Tesla Inc (NASDAQ:TSLA) and SpaceX CEO Elon Musk’s response to Twitter Inc (NYSE:TWTR)’s lawsuit aiming to force him to complete his $44 billion buyout offer is expected to be released publicly by Friday evening at the latest. Musk’s team wanted to file a public version of their response and counterclaims by Wednesday.
Elon Musk’s Response To Twitter Expected By Friday
However, Twitter’s lawyers demanded more time to go over and possibly even redact the Tesla chief’s sealed filing. They said it “extensively” details internal information and data Twitter provided to Musk.

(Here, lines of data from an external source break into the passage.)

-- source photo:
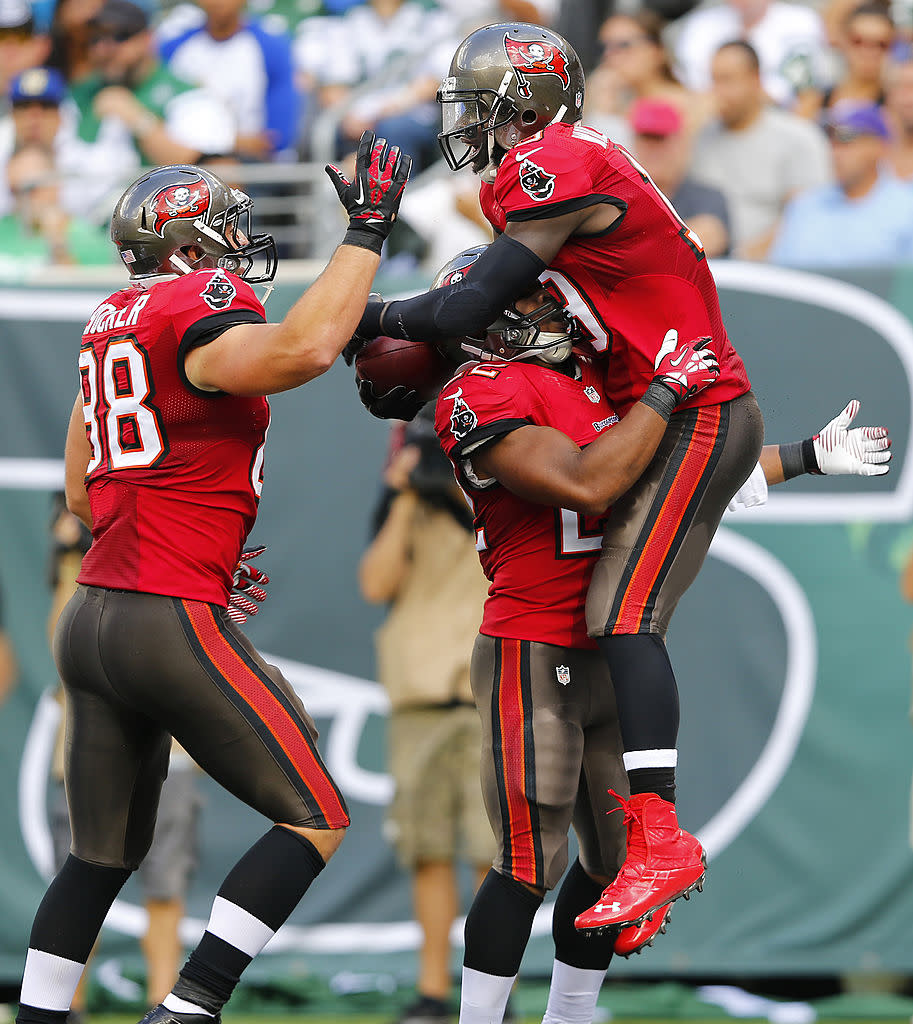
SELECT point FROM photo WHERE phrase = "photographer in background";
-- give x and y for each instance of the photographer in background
(423, 562)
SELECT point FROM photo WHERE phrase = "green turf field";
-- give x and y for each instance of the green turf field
(308, 1019)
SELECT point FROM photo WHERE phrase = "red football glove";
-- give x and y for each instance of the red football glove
(682, 371)
(248, 582)
(372, 201)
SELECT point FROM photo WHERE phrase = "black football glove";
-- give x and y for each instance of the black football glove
(248, 582)
(399, 402)
(682, 371)
(372, 201)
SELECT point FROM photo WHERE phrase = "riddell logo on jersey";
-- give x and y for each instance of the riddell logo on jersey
(536, 181)
(179, 203)
(535, 57)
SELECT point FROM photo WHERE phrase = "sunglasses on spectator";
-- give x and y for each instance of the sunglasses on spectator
(112, 35)
(45, 104)
(871, 44)
(838, 134)
(616, 45)
(18, 34)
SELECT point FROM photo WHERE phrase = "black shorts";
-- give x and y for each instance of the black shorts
(657, 535)
(139, 669)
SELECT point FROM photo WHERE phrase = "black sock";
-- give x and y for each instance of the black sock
(577, 893)
(267, 883)
(658, 780)
(497, 926)
(647, 696)
(66, 926)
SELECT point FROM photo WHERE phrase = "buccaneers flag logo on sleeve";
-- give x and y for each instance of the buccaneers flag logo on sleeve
(535, 58)
(179, 203)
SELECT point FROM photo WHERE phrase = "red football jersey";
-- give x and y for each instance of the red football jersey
(175, 472)
(629, 285)
(537, 558)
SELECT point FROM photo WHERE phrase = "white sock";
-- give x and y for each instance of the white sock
(572, 994)
(179, 1006)
(49, 981)
(483, 996)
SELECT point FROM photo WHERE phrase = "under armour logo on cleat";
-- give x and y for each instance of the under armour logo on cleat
(607, 908)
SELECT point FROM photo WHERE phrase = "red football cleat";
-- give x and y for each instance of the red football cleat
(663, 862)
(636, 938)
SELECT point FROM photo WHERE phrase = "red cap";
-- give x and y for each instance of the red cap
(655, 117)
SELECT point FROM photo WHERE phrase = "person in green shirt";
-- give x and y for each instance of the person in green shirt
(169, 120)
(39, 232)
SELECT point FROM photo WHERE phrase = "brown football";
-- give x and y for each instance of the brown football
(388, 361)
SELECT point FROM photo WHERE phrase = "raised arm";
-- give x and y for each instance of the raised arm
(264, 358)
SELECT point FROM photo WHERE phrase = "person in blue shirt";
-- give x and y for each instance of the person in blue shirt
(250, 67)
(865, 217)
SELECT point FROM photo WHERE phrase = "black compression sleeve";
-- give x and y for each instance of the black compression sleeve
(504, 272)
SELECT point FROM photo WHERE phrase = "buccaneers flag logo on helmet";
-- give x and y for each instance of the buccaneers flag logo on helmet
(179, 203)
(535, 58)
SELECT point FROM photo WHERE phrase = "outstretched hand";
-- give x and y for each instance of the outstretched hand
(857, 452)
(248, 583)
(372, 200)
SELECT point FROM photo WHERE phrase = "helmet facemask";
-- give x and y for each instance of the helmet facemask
(519, 336)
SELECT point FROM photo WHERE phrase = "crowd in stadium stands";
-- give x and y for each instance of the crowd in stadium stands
(773, 125)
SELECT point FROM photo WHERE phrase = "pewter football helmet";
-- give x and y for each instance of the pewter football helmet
(506, 82)
(514, 335)
(173, 207)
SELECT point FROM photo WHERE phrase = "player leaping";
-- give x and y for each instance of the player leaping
(576, 211)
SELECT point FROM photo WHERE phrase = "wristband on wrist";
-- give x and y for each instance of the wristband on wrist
(660, 398)
(798, 458)
(148, 122)
(363, 239)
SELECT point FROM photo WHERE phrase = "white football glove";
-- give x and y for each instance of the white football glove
(248, 583)
(860, 452)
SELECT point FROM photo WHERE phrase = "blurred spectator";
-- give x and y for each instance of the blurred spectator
(663, 147)
(788, 38)
(899, 107)
(757, 156)
(866, 217)
(635, 65)
(443, 209)
(470, 14)
(39, 231)
(249, 68)
(866, 38)
(8, 668)
(41, 115)
(70, 38)
(423, 561)
(132, 98)
(20, 47)
(397, 50)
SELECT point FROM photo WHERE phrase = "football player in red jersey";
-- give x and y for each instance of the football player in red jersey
(576, 212)
(515, 432)
(164, 462)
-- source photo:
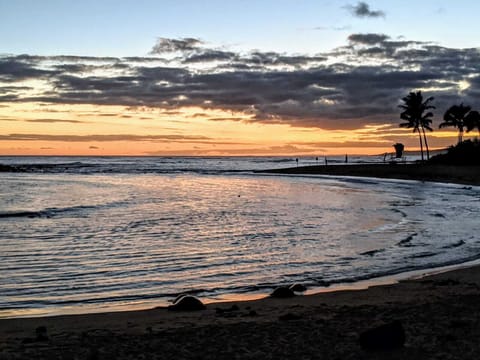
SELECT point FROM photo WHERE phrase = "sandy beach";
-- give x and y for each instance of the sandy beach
(468, 175)
(439, 315)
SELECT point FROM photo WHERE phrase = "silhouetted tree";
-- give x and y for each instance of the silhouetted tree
(472, 121)
(455, 117)
(417, 117)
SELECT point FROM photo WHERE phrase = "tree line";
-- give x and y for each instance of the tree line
(418, 116)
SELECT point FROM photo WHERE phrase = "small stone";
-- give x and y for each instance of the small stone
(289, 317)
(282, 292)
(298, 288)
(385, 337)
(187, 303)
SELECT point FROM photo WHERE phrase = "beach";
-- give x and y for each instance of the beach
(468, 175)
(438, 313)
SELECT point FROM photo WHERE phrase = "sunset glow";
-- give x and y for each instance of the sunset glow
(202, 95)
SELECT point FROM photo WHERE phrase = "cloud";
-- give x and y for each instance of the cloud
(166, 45)
(362, 10)
(350, 87)
(368, 39)
(104, 138)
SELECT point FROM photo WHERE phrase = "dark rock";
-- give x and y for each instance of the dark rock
(186, 303)
(41, 333)
(289, 317)
(298, 287)
(385, 337)
(282, 292)
(227, 310)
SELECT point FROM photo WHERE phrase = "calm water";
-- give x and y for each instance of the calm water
(90, 234)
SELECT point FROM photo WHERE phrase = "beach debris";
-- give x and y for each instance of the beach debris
(186, 303)
(384, 337)
(289, 317)
(232, 308)
(282, 292)
(298, 287)
(41, 333)
(372, 252)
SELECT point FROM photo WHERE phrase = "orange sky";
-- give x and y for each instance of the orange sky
(48, 129)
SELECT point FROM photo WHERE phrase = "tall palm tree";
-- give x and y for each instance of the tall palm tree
(417, 117)
(455, 117)
(472, 121)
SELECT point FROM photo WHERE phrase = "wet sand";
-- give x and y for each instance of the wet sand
(440, 315)
(468, 175)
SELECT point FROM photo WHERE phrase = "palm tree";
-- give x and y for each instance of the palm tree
(414, 109)
(455, 117)
(472, 121)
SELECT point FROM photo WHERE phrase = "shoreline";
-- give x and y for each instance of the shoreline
(464, 175)
(439, 313)
(438, 308)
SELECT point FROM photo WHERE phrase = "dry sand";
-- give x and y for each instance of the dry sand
(423, 172)
(440, 315)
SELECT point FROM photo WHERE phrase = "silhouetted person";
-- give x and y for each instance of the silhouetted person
(398, 150)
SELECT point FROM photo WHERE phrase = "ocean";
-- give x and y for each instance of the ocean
(89, 234)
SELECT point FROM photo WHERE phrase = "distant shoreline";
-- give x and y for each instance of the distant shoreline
(467, 175)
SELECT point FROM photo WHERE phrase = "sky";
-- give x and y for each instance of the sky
(225, 77)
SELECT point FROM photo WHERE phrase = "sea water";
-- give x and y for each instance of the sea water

According to Fox Business, Chancellor Kathaleen St. Jude McCormick ruled via teleconference on Wednesday that the public filing be docketed by 5 p.m. on Friday, but it could be filed earlier. However, Twitter’s lawyers argued that the rules of the court require five business days to go by before a public version of the filing be docketed.
Musk’s lawyers said Twitter’s attorneys misinterpreted the court’s rules and that the filing contains no confidential information that the public shouldn’t know.
Twitter Issues Numerous Subpoenas
On Wednesday, Yahoo Finance reported that Twitter’s lawyers had subpoenaed more than a dozen advisers and bankers that had supported Musk’s bid to buy Twitter. They want to learn what was going on in Musk’s private negotiations leading up to the offer.
The first round of subpoenas sent on Tuesday blanketed a wide variety of advisers and would-be lenders to Musk, including crypto exchange Binance, Bandera Partners, Benefit Street, Factorial Funds and several others. Later in the day, Twitter’s attorneys filed even more subpoena requests, targeting other well-known names like Citadel founder Ken Griffin and executives at Tesla and SpaceX.
The subpoenas reportedly demanded that the named parties deliver communications and documents that refute or support Musk’s claim that Twitter underreported the number of “spam” or fake accounts on its platform.
Background On The Deal
In April, the Tesla chief agreed to buy the social network for $54.20 per share in a deal worth $44 billion. Musk said he wanted to take it private and loosen its content regulations while eliminating fake accounts.
However, he tried to back out of the deal in July, and Twitter sued him in an attempt to force the transaction through. Musk claims Twitter didn’t provide him enough details about the number of fake accounts on its platform, but the social network accuses him of trying to get out of the deal because market conditions have changed.
Either side would be required to pay a breakup fee of $1 billion if the other is found to be responsible for the failure of the agreement.